El hombre también entró al vacío, flotando junto al chamán, esperando a lo que haría su enemigo.

—Sácame de aquí, maldito —ordenó el nigromante intentando emanar su poder sin éxito alguno—. Mi cuerpo está…

—No hay manera de que te recuperes y tampoco puedes atacarme. Aquí cualquier poder o habilidad queda neutralizada —dijo Edgard.

—¡Imposible! —gritó el chamán.

—Esto es el vacío, pero incluso en esta dimensión de bolsillo... viven monstruos —dijo Edgard, emanando luz con la lanza sagrada. El chamán vio con horror criaturas incomprendidas al ojo humano, bestias deformadas por la oscuridad. Criaturas de fantasía como ogros y centauros acompañaban a los enormes seres e incluso había enormes golems de cientos de metros de alto.

—¡Oh, joder! —gritó el chamán.

—No me digas que te asusta esto, después de todo juegas con la muerte de las personas y, hablando de la muerte, ya que no puedes morir de manera convencional, tengo un amiguito especial para ti —añadió Edgard chasqueando los dedos y llamando a una enorme anguila.

—¡Espera! —gritó el chamán.

—¿En serio le pides piedad a tu enemigo?
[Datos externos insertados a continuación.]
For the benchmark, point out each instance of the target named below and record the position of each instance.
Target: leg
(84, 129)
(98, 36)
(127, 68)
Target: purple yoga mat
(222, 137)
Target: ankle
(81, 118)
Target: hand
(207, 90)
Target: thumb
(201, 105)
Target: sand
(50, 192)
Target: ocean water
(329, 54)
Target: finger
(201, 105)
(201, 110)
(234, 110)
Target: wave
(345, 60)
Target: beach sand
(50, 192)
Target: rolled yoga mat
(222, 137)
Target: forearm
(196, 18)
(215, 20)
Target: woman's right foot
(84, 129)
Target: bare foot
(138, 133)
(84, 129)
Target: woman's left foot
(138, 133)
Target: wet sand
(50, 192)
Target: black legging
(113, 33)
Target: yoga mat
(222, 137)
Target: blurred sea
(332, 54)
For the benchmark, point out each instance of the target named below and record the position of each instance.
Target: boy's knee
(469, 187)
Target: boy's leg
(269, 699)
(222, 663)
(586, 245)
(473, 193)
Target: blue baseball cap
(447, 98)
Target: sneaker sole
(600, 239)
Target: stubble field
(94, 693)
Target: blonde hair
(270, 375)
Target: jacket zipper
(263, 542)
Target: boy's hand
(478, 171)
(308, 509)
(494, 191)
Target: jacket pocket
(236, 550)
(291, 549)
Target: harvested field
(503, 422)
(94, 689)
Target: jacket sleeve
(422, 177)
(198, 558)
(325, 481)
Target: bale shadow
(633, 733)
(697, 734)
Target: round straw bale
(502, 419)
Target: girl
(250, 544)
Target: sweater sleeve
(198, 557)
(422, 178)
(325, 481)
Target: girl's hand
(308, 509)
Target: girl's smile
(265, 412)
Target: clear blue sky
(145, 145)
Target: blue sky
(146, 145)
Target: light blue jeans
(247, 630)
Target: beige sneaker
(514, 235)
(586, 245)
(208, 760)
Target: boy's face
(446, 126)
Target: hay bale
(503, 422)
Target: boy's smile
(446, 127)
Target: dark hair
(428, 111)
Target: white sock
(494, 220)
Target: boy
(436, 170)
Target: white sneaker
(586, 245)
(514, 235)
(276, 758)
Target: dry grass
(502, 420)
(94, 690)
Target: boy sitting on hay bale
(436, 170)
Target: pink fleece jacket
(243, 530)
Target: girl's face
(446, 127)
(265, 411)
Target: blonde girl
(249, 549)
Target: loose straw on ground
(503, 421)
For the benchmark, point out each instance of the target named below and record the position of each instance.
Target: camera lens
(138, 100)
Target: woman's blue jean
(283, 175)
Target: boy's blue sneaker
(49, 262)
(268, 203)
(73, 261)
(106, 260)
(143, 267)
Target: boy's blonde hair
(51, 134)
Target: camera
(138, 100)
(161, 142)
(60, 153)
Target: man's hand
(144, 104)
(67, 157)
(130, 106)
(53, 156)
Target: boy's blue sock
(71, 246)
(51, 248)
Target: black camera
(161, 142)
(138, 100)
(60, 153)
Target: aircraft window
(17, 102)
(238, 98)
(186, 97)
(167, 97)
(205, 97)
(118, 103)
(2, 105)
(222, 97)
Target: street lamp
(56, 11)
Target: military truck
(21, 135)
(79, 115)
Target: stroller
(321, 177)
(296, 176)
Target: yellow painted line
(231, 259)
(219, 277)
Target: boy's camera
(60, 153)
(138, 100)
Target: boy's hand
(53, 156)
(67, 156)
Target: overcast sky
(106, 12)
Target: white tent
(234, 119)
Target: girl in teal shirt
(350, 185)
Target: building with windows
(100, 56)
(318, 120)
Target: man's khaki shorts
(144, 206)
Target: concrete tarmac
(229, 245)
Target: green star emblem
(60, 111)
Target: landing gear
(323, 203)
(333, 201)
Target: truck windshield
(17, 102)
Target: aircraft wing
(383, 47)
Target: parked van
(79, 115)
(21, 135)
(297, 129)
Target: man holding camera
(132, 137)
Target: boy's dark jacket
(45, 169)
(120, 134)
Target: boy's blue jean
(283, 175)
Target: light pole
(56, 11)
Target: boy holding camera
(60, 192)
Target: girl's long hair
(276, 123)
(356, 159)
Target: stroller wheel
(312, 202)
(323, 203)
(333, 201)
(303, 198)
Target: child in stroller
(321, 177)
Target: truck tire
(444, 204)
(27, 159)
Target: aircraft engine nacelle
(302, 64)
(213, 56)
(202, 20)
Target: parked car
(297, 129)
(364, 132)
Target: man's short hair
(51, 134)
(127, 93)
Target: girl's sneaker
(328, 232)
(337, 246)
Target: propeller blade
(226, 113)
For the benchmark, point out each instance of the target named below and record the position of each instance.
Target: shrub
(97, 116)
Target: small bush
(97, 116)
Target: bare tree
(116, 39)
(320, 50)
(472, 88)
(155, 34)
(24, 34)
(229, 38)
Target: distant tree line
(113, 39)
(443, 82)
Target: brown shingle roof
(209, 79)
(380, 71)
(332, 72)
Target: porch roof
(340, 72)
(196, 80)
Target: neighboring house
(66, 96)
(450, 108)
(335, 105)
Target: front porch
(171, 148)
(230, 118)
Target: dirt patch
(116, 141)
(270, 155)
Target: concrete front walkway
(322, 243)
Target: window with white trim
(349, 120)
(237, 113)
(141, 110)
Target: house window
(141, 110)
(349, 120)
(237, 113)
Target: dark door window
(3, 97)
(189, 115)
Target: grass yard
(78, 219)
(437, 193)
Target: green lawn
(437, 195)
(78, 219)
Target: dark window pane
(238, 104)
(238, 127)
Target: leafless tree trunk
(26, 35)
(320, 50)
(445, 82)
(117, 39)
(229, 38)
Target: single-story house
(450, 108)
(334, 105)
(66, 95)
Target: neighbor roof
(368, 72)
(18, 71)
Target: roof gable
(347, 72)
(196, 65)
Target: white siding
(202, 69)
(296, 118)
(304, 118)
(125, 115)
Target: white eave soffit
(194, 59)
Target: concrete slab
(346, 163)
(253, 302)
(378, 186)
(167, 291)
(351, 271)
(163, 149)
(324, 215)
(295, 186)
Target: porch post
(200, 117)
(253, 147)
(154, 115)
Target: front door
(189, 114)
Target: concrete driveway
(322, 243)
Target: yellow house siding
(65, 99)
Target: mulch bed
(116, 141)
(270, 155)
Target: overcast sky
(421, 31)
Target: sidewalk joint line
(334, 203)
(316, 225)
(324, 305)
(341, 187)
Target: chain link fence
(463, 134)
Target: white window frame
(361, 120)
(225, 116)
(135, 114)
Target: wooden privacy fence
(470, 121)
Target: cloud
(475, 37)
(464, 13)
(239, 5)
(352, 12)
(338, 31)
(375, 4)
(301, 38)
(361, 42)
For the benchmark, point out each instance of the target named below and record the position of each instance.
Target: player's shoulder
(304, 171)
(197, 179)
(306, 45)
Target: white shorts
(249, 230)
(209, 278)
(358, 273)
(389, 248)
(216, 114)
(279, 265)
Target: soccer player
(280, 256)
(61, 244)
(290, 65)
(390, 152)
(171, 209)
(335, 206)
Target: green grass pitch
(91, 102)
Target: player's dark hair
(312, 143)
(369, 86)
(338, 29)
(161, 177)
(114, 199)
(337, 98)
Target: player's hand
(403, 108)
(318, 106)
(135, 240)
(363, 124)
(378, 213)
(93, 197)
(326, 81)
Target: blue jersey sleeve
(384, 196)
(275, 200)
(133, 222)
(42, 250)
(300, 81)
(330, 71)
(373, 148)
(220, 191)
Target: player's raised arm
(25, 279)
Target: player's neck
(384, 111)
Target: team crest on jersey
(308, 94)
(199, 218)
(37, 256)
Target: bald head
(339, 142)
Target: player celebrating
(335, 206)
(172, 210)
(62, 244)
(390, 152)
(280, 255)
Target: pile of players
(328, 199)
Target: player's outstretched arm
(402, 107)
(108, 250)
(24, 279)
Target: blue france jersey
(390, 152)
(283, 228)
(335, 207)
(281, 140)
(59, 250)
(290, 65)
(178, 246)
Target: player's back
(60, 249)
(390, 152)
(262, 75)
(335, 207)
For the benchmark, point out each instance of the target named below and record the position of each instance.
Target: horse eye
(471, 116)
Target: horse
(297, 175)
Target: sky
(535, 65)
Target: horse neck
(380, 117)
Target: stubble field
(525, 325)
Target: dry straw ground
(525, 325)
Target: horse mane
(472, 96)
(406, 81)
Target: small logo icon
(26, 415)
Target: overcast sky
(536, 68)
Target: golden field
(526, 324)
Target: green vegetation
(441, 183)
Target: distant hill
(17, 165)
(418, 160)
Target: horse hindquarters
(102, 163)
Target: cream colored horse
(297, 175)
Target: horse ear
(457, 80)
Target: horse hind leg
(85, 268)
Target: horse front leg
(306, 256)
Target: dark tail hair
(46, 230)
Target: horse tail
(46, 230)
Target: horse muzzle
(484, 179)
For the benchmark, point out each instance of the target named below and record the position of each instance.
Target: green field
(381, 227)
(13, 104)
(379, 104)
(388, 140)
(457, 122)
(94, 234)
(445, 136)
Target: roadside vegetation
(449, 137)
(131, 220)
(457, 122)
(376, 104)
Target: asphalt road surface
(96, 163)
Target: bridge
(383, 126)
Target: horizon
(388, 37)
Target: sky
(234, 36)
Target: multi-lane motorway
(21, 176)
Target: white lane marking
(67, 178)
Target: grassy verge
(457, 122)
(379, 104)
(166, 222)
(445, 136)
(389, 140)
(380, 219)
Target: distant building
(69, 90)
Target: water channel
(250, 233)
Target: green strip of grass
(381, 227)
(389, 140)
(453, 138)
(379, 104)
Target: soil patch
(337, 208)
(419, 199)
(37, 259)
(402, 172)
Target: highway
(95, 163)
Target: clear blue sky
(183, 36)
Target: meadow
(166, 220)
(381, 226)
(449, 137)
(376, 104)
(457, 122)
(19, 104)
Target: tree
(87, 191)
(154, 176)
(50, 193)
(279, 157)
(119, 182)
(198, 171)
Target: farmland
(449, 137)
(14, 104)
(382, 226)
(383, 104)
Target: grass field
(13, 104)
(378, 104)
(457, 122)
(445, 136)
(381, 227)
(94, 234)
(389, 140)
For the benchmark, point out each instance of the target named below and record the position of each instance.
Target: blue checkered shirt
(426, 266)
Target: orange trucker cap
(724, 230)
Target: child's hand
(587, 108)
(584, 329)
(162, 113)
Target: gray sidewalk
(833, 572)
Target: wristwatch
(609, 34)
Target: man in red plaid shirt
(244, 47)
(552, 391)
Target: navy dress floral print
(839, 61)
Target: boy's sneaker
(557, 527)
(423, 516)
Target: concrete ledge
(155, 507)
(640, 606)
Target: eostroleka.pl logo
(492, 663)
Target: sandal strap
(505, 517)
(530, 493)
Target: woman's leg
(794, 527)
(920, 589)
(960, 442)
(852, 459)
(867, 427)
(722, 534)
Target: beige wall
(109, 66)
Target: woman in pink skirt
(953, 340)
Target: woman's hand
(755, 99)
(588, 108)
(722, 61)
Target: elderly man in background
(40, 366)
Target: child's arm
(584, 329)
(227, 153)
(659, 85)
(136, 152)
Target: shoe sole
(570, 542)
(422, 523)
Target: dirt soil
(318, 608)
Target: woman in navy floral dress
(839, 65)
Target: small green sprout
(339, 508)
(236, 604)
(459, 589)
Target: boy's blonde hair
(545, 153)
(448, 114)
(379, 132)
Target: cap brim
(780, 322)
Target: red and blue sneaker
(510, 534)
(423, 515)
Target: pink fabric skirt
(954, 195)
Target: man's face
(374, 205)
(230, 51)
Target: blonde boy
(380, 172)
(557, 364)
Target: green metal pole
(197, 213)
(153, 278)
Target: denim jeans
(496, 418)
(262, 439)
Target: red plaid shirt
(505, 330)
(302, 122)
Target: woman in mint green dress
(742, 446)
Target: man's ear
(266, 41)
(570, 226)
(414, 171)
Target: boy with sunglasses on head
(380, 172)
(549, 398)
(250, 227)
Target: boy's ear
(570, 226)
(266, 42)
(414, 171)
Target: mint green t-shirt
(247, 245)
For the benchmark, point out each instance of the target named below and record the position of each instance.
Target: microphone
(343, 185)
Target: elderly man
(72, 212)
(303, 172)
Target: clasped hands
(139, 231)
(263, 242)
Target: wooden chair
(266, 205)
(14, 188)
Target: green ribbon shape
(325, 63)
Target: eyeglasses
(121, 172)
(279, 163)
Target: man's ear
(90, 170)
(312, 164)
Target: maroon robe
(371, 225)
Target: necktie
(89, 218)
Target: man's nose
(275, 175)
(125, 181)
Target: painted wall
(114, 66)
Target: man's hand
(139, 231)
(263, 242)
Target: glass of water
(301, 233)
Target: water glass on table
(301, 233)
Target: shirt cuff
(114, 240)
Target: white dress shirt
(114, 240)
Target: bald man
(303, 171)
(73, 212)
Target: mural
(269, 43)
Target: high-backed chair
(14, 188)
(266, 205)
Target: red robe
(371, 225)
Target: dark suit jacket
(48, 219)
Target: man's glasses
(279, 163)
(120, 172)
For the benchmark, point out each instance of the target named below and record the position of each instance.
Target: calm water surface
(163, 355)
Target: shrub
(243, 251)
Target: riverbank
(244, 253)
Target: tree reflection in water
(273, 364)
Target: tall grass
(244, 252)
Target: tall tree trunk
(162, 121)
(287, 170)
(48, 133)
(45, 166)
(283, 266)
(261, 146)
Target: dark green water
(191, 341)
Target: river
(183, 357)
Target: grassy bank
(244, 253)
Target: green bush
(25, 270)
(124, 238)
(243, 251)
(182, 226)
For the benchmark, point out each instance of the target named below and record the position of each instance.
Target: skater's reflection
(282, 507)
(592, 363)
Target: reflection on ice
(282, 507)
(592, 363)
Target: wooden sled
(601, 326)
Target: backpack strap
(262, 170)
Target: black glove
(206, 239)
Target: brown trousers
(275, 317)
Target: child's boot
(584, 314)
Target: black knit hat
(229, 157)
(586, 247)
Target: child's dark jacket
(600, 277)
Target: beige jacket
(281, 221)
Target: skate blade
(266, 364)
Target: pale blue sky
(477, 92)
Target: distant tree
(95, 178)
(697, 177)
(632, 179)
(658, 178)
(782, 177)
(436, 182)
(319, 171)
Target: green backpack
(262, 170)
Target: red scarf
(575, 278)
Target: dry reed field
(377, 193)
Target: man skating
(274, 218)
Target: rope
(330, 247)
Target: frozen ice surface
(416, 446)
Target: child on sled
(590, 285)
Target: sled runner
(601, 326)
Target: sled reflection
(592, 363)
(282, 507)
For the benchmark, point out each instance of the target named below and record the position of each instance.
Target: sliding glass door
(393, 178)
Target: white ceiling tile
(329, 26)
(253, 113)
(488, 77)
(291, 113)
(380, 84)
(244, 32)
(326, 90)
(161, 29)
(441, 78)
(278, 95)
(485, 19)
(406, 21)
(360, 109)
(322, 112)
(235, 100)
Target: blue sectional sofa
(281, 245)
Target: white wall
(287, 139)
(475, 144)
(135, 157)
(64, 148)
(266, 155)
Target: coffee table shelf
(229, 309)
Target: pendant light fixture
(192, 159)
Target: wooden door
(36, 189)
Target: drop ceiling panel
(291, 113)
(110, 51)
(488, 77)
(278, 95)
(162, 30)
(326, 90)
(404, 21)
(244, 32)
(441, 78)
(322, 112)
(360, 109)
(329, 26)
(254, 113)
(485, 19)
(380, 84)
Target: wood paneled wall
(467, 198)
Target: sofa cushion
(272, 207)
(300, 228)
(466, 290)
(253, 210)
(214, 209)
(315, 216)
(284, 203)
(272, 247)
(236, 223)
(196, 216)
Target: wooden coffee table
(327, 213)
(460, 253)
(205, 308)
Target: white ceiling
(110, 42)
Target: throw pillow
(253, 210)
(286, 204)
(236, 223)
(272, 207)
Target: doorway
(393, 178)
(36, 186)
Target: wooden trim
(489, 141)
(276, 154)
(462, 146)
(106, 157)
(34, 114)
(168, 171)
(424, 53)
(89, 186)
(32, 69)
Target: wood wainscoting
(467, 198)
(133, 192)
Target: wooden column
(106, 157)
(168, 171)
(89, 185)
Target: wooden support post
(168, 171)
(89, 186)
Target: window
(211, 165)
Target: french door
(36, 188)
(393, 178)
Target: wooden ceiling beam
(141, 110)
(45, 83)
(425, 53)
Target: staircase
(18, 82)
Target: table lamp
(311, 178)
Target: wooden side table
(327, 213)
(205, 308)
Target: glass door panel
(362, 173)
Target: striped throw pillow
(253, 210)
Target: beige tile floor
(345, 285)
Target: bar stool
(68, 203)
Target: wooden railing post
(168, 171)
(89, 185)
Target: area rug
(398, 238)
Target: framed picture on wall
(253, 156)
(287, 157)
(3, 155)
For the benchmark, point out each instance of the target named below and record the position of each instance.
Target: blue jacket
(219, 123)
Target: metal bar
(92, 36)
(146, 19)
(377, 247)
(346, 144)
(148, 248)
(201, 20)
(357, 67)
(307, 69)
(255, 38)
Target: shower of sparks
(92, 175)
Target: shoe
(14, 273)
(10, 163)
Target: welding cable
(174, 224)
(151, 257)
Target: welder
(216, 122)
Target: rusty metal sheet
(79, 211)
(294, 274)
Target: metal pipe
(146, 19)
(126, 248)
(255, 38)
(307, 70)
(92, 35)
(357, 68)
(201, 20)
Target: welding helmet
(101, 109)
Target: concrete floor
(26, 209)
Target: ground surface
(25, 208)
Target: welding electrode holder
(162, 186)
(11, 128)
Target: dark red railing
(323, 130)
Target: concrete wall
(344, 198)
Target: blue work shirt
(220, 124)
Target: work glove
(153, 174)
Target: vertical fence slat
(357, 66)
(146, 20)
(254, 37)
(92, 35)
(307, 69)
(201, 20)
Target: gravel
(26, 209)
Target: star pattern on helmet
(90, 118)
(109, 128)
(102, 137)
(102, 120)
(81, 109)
Qué patético, tú no la tuviste con todas esas personas ni con mi subordinado —dijo Edgard—. Hora de comer.

—¡No, piedad, haré lo que sea! —gritó el chamán, pero la enorme anguila comenzó a masticarlo mientras el gritaba de la agonía. Así estaría hasta el fin de los tiempos, cuando el universo muera o hasta que Edgard la alimente con otro incauto. Hasta entonces sería digerido en el estómago del monstruo.

Edgard salió de su dimensión, encontrándose con toda la gente rodeando a los cruzados y agradeciéndoles haberles salvado de ese nigromante, pero Edgard no se inmutaba y ni siquiera quiso dirigirle la palabra a Kevin hasta pasada una semana desde la muerte de Mark.

—Tu estupidez nos costó cara —dijo Edgard, provocando que Kevin bajara la cabeza. Esto le irritó aún más—. Sé hombre y mírame a los ojos cuando te hablo.

—Lo siento.

—No, no sientas nada. Su familia nunca podrá verlo otra vez e, independientemente de nuestras habilidades, seguimos siendo humanos. ¡Si me hubieras hecho caso! —dijo Edgard.

—Estas cosas siempre pasan, es lo que dices cada vez que uno de nosotros muere —contestó Kevin, recibiendo un puñetazo en la boca del estómago.

—Creo que ni haberte criado como humano cambia el hecho de que estés pensando como un maldito monstruo —dijo Edgard—. Se suponía que erais amigos.

—De verdad lo siento, Edgard.

—No me lo creo y tampoco encontramos su cuerpo —dijo Edgard—. Vete ya y espero que recuerdes que no importa de qué especie seas, siempre va a haber alguna consecuencia por nuestros actos —dijo recordando a su antigua familia.

—Tío, ya está listo el café —dijo Lisa abriendo la puerta.

—Ya voy —respondió Edgard entrando en la casa.